September 13, 2005
The Water for the People Network, a broad alliance of non-government organizations (NGOs) and grassroots-based groups in the Philippines campaigning for people's control over water services and resources, challenges the United Nations (UN) to issue a strong statement against the privatization of water services due to its disastrous impact on the human right to access and use water as the multilateral body prepares for a high-level review of the Millennium Development Goals (MDGs) on September 14-16 in New York.
The MDGs suffers from a problem that is much deeper than the apparent lack of commitment of industrialized countries to meet the MDGs and the slow progress that makes the 2015 UN deadline unrealizable. The more fundamental problem of the MDGs and the most serious threat to the UN campaign to alleviate the social and economic condition of the world's poor is the promotion of the MDGs of the same neoliberal policies such as privatization that have, in the first place, aggravated chronic global poverty and severe inequity.
Privatization grossly violates the people's human right to water because it distorts the provision of water supply and sanitation as a basic service and regards water just like any other commodity that corporations can exploit and profit from. This distortion results in prohibitive user fees and other charges that poor households could not afford. In Metro Manila, for example, the average tariff before the Metropolitan Waterworks and Sewerage System (MWSS) was privatized in August 1997 was PhP8.78 per cubic meter. By January 2005, the private concessionaires Manila Water and Maynilad were charging their costumers PhP16.17 and PhP30.19 per cubic meter, respectively. Worse, of the 13 million Metro Manila residents as of 2003, only 9.1 million have water supply and less than 2 million have sewerage connection.

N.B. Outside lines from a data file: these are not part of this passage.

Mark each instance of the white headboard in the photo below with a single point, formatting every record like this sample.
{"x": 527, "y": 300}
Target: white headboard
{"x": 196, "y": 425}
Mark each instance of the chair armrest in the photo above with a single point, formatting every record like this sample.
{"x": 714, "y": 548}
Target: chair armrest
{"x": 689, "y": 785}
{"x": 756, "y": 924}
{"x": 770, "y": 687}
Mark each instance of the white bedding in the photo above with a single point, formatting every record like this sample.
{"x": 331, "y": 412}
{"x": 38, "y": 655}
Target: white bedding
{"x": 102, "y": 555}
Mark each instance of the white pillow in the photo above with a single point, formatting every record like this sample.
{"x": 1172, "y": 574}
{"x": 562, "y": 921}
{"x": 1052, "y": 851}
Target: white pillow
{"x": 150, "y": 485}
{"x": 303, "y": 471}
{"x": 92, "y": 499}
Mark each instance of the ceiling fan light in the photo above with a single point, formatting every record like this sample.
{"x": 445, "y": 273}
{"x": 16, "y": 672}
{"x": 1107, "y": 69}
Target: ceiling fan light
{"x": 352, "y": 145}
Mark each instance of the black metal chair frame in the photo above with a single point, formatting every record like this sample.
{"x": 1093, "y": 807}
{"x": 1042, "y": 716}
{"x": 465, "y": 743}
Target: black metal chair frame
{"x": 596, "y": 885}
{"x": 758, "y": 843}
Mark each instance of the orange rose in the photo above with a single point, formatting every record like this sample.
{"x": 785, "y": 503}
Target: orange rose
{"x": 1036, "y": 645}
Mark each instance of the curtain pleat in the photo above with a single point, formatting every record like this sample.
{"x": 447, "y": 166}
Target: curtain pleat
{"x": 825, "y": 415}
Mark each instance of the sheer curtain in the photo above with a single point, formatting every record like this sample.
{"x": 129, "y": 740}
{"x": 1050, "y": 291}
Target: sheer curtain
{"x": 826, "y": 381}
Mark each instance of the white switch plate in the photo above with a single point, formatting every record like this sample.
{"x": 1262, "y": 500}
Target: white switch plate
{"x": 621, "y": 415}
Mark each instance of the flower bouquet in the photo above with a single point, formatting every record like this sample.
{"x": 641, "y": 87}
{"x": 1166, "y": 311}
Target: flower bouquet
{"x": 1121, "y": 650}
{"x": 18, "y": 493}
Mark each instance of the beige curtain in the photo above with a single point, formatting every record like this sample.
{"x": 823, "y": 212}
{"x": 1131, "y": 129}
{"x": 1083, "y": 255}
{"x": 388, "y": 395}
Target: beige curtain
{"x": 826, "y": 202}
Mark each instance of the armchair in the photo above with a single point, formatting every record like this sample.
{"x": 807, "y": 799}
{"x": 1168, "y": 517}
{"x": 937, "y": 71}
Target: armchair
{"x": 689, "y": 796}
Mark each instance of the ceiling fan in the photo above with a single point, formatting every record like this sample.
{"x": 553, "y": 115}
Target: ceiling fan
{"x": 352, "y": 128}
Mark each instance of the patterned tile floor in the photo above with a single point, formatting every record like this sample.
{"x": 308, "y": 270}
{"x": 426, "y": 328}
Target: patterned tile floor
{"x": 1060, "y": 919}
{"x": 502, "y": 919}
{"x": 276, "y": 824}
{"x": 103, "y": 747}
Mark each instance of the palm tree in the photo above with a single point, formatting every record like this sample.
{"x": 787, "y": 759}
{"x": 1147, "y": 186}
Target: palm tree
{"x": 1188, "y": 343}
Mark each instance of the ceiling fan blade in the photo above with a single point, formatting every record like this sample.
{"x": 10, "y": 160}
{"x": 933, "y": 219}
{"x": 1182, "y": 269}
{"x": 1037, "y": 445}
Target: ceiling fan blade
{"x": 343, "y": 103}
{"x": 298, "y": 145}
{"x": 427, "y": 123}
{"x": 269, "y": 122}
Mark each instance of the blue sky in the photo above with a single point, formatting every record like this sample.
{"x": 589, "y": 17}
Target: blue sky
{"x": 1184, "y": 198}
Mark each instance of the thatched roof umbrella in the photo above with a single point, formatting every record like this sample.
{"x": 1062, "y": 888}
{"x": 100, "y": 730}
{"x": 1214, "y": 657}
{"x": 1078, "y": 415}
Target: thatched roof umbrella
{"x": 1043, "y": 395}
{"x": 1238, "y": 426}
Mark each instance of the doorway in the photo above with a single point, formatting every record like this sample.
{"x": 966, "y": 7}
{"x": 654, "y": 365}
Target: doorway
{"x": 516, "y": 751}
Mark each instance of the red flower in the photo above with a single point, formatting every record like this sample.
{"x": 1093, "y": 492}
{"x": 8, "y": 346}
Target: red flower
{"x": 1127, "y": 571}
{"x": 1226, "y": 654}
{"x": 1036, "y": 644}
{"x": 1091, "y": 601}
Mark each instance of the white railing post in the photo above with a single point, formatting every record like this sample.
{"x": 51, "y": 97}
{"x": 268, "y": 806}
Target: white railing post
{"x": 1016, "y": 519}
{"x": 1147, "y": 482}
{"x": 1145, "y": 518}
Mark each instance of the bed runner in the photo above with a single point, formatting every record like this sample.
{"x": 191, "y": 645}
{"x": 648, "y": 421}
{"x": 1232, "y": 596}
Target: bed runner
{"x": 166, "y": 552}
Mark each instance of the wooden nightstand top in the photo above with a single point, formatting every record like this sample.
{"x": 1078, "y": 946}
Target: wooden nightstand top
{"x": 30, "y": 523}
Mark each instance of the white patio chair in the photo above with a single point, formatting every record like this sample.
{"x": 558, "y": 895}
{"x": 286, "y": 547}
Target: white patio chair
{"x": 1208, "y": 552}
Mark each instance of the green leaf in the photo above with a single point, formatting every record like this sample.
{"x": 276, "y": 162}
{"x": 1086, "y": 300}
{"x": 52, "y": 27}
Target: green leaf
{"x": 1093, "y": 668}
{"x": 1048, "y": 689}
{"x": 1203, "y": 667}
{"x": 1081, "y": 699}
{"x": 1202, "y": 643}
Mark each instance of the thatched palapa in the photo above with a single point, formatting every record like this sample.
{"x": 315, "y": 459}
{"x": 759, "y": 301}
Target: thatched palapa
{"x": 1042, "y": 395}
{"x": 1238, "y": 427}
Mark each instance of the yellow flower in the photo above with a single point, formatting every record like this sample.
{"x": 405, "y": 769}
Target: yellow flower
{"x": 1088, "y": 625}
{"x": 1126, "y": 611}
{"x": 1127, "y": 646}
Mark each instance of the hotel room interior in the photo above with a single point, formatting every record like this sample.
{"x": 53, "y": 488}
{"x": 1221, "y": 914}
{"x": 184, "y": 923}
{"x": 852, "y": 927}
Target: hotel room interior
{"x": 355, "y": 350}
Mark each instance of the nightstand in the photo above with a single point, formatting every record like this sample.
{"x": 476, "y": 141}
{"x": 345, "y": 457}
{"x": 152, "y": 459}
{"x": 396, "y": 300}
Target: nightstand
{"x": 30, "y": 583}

But in spite the plethora of empirical evidence showing that water privatization has not only further marginalized the poor in terms of access to water supply and sanitation but also did not improve the quality of water services, the UN has never issued a categorical denunciation of this neoliberal policy being imposed on many countries by international financial institutions (IFIs) led by the World Bank.
From 1990 to 2004, a total of almost US$42 billion has been invested in the water supply and sanitation sector with private sector participation, based on World Bank data. The Philippines ranked second only to Argentina in terms of cumulative investment with US$5.9 billion or around 14% of the total. Recent developments show that the march towards water privatization in the Philippines will not only continue but will even gain pace. The implementation of President Gloria Arroyo's Executive Order (EO) No. 279, issued in February 2004, is reorganizing and reorienting the Local Water Utilities Administration (LWUA) to facilitate the corporatization and privatization of water districts around the country. For the controversial Maynilad, the Arroyo government did not only refuse to kick out the notorious French transnational corporation (TNC) Suez but is even inviting other foreign companies to take the place of the Lopez family in the failed MWSS west zone concession.

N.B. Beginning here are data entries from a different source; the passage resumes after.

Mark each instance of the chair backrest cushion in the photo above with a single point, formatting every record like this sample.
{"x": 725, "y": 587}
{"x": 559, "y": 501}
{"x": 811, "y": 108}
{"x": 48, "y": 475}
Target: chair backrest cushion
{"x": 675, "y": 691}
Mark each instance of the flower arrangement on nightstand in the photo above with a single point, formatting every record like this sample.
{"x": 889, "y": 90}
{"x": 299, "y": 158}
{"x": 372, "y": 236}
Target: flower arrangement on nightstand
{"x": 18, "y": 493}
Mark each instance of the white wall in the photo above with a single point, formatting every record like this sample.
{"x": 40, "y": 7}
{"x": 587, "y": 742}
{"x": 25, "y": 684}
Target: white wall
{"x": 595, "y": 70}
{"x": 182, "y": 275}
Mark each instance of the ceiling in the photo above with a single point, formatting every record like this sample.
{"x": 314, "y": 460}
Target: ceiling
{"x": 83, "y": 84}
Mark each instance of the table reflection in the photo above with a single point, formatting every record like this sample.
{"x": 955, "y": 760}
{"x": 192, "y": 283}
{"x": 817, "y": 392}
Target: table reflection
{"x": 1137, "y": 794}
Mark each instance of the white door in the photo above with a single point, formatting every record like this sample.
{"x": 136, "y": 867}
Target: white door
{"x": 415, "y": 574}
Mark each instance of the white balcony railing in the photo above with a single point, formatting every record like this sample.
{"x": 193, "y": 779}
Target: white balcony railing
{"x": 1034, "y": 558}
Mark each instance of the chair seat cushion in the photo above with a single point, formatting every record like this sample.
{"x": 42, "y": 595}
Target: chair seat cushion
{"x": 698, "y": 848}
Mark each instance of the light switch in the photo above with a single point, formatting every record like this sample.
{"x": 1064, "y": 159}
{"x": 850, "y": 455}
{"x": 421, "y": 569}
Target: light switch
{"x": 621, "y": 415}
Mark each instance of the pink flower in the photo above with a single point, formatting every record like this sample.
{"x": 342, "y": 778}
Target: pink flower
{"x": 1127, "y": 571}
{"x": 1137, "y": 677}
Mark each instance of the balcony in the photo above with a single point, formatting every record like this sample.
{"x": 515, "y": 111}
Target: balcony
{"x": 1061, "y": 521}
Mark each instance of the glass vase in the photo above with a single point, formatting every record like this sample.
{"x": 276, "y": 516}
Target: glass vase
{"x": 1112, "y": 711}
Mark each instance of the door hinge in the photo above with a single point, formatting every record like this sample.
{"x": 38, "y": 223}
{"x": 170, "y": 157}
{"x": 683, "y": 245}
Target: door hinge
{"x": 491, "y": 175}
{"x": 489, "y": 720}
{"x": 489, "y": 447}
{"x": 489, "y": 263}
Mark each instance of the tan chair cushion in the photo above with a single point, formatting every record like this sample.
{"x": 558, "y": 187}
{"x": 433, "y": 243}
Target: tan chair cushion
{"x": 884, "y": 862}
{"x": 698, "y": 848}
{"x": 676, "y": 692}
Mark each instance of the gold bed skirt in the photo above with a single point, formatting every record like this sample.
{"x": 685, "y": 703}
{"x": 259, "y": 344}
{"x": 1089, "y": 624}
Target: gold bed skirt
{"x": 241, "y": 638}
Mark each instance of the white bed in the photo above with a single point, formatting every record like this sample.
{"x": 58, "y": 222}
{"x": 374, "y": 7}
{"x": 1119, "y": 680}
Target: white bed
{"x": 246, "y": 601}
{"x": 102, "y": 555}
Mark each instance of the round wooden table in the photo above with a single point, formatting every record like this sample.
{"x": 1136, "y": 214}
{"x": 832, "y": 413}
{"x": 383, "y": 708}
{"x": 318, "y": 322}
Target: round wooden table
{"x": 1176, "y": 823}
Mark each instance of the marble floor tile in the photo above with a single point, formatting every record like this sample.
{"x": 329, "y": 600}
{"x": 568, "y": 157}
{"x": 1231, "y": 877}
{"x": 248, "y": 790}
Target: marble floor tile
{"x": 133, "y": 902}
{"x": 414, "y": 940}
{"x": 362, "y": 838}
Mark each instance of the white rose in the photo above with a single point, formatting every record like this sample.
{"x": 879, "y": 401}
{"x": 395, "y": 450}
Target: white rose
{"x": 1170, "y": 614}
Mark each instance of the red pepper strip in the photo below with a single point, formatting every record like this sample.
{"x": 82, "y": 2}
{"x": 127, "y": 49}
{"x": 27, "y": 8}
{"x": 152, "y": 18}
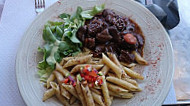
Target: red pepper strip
{"x": 91, "y": 85}
{"x": 86, "y": 71}
{"x": 74, "y": 84}
{"x": 84, "y": 82}
{"x": 66, "y": 80}
{"x": 129, "y": 38}
{"x": 87, "y": 78}
{"x": 100, "y": 82}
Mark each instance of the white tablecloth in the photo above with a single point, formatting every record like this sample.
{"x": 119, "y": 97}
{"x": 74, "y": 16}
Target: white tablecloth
{"x": 16, "y": 17}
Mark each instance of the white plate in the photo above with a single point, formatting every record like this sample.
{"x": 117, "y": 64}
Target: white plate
{"x": 158, "y": 51}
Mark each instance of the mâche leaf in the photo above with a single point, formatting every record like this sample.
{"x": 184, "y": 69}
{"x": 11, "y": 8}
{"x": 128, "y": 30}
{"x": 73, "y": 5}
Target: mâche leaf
{"x": 60, "y": 39}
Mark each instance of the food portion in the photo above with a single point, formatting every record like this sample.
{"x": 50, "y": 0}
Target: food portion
{"x": 92, "y": 82}
{"x": 109, "y": 32}
{"x": 89, "y": 58}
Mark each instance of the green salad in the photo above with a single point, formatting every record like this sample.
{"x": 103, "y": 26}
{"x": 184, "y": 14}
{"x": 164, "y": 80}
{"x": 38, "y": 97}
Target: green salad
{"x": 60, "y": 39}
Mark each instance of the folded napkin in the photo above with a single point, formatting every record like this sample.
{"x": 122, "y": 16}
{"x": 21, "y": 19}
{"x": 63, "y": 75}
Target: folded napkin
{"x": 165, "y": 10}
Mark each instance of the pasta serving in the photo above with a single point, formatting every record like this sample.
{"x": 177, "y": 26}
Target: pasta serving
{"x": 91, "y": 82}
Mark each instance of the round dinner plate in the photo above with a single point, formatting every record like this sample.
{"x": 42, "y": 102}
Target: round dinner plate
{"x": 157, "y": 51}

Unless such policies are reversed, we believe that the campaign to provide water for all, especially for the poor, will never be realized. The UN should renounce water privatization and rethink the MDGs to truly reflect the human rights aspiration of the people to have clean, affordable, and efficient water services.
STOP WATER PRIVATIZATION!
WATER FOR THE PEOPLE NOW!
The Water for the People Network is a broad national network that campaigns for people's control over water services and resources. It has more than 100 member organizations from all over the country.